Caminan lentamente los dos. Da envidia verles juntos, caminando despacio, tan guapos. Es la hora apresurada del atardecer, entrará pronto la noche. Juanjo ha conseguido su propósito, a saber: ha conseguido que Durán se entregue dulcemente una vez más en sus manos, que Durán le desee como antes, al menos durante un rato. Pero Juanjo sabe que esto no es todo y ni siquiera lo más importante: era sólo la condición necesaria para re-seducir a Durán. Y lo que Salazar quiere, y lo quiere vehementemente, es ver todo esto: quiere verlo delante de él, quiere verlo sucediendo ante sus ojos en el cuarto de estar: verles besarse y masturbarse, gemir de gusto y de dolor. Salazar quiere esto hasta la extenuación de sí mismo. Juanjo lo sabe. Juanjo mismo no quiere ya hacer el amor con Durán en un parque solitario. Juanjo quiere lo que Salazar quiere ahora. Así que está dispuesto a fingir que se deja seducir por Durán.
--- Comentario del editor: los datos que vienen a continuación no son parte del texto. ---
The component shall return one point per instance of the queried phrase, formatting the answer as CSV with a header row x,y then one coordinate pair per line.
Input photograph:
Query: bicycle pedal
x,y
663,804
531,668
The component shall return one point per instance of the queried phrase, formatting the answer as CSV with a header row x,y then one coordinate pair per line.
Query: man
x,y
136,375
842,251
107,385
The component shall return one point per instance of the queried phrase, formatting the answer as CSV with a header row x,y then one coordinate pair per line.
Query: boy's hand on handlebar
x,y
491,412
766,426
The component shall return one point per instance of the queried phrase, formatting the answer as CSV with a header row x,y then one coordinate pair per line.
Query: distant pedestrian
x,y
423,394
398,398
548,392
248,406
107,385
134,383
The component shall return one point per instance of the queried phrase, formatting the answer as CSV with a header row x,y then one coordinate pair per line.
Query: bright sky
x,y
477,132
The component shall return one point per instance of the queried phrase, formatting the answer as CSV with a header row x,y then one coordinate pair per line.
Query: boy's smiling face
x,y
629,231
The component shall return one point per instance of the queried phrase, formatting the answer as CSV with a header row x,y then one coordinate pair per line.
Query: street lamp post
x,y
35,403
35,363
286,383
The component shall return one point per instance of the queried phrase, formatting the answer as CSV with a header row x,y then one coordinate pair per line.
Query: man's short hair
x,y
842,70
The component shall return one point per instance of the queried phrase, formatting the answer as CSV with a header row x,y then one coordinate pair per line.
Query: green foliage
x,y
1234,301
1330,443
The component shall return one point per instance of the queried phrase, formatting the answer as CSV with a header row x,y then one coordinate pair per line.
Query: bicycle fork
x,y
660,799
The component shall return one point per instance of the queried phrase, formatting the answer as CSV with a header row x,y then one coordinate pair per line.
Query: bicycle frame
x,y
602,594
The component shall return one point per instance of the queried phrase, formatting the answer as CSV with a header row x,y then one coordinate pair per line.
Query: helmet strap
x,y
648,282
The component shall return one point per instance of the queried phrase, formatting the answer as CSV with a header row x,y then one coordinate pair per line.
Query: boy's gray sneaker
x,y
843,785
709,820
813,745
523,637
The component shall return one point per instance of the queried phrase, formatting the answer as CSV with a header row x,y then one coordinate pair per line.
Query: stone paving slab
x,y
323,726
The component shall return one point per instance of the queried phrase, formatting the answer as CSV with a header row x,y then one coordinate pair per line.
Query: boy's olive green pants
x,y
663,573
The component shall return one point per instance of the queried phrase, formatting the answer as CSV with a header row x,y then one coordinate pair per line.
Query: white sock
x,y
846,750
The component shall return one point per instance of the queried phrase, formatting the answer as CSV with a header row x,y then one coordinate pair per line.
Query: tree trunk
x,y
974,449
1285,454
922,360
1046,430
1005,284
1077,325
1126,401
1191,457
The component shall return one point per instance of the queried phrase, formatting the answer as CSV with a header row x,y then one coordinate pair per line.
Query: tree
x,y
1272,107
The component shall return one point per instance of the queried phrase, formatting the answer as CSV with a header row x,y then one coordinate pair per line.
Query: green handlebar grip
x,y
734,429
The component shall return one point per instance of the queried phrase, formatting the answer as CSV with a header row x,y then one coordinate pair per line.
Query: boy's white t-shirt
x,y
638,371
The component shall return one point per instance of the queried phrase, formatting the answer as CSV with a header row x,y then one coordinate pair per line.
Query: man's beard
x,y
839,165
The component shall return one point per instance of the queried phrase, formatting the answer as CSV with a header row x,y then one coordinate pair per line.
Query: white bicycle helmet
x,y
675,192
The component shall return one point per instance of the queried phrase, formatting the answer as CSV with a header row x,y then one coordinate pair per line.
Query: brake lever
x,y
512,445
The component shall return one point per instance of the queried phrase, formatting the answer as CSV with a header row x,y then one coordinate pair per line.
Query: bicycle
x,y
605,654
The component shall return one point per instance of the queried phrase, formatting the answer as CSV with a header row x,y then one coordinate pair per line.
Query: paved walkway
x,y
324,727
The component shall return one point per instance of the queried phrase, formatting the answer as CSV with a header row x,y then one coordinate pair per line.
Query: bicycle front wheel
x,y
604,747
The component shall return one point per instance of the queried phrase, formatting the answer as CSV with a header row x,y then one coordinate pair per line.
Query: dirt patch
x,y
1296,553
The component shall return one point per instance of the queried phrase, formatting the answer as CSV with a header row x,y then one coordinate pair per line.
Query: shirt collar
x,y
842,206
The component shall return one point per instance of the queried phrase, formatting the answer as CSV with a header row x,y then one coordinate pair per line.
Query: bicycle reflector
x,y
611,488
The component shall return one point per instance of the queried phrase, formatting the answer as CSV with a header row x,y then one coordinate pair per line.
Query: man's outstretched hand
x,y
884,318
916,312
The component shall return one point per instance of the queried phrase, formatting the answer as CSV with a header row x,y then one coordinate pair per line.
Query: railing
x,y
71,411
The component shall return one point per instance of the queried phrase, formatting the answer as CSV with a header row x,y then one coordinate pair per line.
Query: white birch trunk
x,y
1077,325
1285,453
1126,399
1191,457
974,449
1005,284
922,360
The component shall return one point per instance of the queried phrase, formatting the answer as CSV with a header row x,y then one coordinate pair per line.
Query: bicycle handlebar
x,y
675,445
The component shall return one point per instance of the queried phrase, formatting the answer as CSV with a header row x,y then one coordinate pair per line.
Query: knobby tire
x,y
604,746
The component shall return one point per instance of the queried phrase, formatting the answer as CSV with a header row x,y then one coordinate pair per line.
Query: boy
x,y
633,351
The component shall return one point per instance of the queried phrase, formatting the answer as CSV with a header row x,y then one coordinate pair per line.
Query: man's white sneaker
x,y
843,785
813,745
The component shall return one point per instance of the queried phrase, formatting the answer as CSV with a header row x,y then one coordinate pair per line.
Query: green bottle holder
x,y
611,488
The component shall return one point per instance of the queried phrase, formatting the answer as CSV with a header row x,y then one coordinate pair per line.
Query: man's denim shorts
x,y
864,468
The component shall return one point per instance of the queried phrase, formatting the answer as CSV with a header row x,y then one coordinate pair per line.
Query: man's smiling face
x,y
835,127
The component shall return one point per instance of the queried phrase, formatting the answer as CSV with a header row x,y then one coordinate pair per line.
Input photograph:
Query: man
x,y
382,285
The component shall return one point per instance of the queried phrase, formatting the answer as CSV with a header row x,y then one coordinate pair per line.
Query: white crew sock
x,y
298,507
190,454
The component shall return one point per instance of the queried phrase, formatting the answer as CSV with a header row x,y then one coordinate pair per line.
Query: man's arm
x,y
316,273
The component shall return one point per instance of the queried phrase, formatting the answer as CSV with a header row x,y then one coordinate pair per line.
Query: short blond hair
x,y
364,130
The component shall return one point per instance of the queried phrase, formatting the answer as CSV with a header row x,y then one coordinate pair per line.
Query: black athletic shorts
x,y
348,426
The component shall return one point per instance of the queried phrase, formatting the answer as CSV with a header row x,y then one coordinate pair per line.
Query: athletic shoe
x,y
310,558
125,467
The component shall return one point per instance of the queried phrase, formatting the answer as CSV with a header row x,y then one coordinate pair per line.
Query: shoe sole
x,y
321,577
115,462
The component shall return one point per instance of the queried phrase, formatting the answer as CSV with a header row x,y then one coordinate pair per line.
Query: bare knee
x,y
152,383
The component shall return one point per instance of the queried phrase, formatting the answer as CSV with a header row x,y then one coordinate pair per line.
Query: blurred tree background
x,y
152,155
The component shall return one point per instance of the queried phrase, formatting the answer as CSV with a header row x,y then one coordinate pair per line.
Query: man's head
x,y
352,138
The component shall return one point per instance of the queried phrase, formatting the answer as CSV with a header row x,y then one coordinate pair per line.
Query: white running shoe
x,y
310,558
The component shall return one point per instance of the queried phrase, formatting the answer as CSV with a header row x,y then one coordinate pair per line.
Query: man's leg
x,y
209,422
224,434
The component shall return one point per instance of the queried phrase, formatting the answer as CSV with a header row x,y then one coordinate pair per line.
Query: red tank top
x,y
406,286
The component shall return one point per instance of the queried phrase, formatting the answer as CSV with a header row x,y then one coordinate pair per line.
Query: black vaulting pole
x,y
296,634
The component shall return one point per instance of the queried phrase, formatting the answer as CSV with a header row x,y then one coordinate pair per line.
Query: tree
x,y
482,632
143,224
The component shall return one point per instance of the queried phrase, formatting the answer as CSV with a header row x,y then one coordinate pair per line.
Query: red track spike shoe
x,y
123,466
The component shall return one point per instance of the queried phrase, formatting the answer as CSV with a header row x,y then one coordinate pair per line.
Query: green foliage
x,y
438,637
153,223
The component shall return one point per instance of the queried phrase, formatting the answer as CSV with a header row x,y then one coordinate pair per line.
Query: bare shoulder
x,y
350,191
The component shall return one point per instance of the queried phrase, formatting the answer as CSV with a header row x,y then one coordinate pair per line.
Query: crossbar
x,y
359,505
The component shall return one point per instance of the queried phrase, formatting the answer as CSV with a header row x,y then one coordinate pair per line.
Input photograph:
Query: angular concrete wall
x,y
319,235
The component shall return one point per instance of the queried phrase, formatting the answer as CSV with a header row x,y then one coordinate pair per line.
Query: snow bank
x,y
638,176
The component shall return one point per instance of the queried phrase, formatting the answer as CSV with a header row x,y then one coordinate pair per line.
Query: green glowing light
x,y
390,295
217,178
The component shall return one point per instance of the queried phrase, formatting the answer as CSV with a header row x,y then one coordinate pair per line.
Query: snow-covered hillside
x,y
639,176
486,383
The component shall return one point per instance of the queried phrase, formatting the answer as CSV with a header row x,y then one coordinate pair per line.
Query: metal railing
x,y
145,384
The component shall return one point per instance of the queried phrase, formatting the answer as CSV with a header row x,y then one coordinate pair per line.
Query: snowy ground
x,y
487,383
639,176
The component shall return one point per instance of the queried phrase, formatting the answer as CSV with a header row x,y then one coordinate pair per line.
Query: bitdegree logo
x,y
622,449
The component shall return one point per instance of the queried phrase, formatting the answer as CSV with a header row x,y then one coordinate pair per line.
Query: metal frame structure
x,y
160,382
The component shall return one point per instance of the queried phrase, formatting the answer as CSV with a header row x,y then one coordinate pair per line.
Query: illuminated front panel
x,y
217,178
Fingir que Durán y él forman un circuito cerrado, para que, sin que apenas Durán se dé cuenta, arrancarle de Allende y de este estúpido vecindario de clase media de La Vaguada, donde hay demasiadas mujeres con niños y estudiantes de ambos sexos con chándals: demasiada cotidianidad, tedio e infinito aburrimiento. Los dos jóvenes caminan hacia el parque de bomberos. Una vez allí, Durán maniobra para meter a Juanjo en la parte cortada a pico que da a las canchas de baloncesto de un colegio vacío a estas horas, donde pueden resguardarse. Una vez allí, se arrodilla delante de su compañero y le abre la bragueta. Los dos están empalmados. Durán se mete toda la polla de Juanjo hasta la garganta. Desea ahogarse. Agarra con firmeza las fuertes nalgas de Juanjo con ambas manos. Comienza a mover rítmicamente la lengua alrededor de la polla cálida, viviente, de Juanjo. Entonces, de un fuerte tirón del pelo con ambas manos, Juanjo le arranca de la mamada:

—Déjame seguir, por favor —murmura Durán con voz ronca—. No puedo vivir sin ti, sin esto, déjame seguir.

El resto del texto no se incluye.